Rembrandt looking for a way out of the darkness

The critic must understand the terms of the antagonism. Every exceptional work was the result of a prolonged successful struggle. Innumerable works involved no struggle. There were also prolonged yet unsuccessful struggles.

To be an exception, a painter whose vision had been formed by this tradition, and who has probably studied as an apprentice or student from the age of sixteen, needed to recognize his vision for what it was, and then to separate it from the usage for which it has been developed. Single-handed he had to contest himself as a painter in a way that denied the seeing of a painter. This meant that he saw himself doing something that nobody else could foresee. The degree of effort required is suggested in two self-portraits by Rembrandt.

The first was painted in 1634, when he was twenty-eight; the second thirty years later. But the difference between them amounts to something more than the fact that age has changed the painter’s appearance and character.

The first painting occupies a special place in, as it were, the film of Rembrandt’s life. He painted it in the first year of his marriage. In it he is showing off Saskia, his bride. Within six years she will be dead. The painting is cited to sum up the so-called happy period of the artist’s life. Yet if one approaches it now without sentimentality, one sees that it employs the traditional methods for their traditional purposes. His individual style may be becoming recognizable. But it is no more than the style of a new performer playing a traditional role. The painting as a whole remains an advertisement for this sitter’s good fortune, prestige, and wealth. (In this case Rembrandt’s own.) And like all such advertisements it is heartless.
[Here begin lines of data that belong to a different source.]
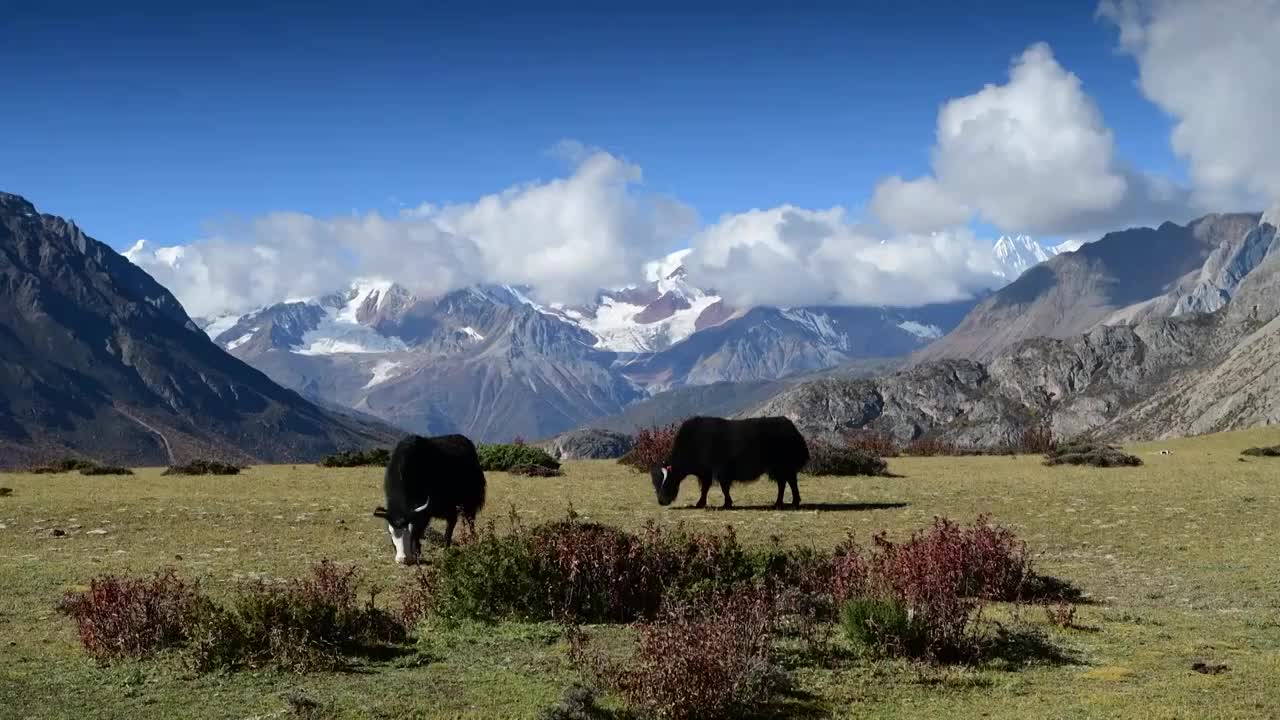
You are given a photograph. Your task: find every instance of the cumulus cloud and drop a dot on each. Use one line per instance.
(1212, 67)
(1031, 155)
(566, 238)
(918, 205)
(795, 256)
In the later painting he has turned the tradition against itself. He has wrested its language away from it. He is an old man. All has gone except a sense of the question of existence, of existence as a question. And the painter in him who is both more and less than the old man has found the means to express just that, using a medium which has been traditionally developed to exclude any such question.
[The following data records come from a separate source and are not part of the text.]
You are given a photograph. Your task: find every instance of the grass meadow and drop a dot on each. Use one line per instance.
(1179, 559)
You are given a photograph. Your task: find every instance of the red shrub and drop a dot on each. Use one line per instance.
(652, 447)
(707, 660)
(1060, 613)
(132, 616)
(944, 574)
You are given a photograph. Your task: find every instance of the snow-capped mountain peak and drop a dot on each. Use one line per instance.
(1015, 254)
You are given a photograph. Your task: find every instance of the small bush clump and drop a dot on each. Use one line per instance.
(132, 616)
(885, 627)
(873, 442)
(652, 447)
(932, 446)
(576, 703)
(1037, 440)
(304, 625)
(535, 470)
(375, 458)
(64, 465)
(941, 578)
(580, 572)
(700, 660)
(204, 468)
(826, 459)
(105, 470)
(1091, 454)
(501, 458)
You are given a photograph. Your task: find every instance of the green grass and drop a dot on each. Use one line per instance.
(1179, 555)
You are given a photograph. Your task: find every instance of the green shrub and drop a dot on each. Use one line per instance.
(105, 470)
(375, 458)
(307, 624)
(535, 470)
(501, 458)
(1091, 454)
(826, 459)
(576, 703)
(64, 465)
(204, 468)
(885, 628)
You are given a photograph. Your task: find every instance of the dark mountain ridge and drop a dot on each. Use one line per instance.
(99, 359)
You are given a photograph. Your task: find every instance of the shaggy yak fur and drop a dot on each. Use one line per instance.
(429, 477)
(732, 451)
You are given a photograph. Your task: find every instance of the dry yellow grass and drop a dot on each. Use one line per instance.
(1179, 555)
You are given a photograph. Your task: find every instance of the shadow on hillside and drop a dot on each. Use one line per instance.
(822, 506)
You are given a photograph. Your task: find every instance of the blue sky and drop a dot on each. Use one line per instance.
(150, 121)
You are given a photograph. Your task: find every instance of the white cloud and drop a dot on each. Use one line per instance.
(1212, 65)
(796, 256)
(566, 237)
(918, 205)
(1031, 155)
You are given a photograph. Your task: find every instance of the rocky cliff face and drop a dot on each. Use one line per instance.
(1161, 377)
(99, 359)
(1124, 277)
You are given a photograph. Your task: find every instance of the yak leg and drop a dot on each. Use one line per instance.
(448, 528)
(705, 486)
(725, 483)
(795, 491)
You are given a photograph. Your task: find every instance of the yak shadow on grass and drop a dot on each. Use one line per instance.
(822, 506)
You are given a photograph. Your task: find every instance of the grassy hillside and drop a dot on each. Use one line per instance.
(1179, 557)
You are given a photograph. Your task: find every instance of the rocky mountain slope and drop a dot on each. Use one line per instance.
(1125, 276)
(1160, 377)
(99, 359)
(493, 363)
At the age of sixty-three he died, looking, even by the standards of his time, very old. Drink, debts, and the death through the Plague of those nearest to him are amongst the explanations of the ravages done. But the self-portraits hint at something more. He grew old in a climate of economic fanaticism and indifference—not dissimilar to the climate of the period we are living through. The human could no longer simply be copied (as in the Renaissance), the human was no longer self-evident: it had to be found in the darkness. Rembrandt himself was obstinate, dogmatic, cunning, capable of a kind of brutality. Do not let us turn him into a saint. Yet he was looking for a way out of the darkness.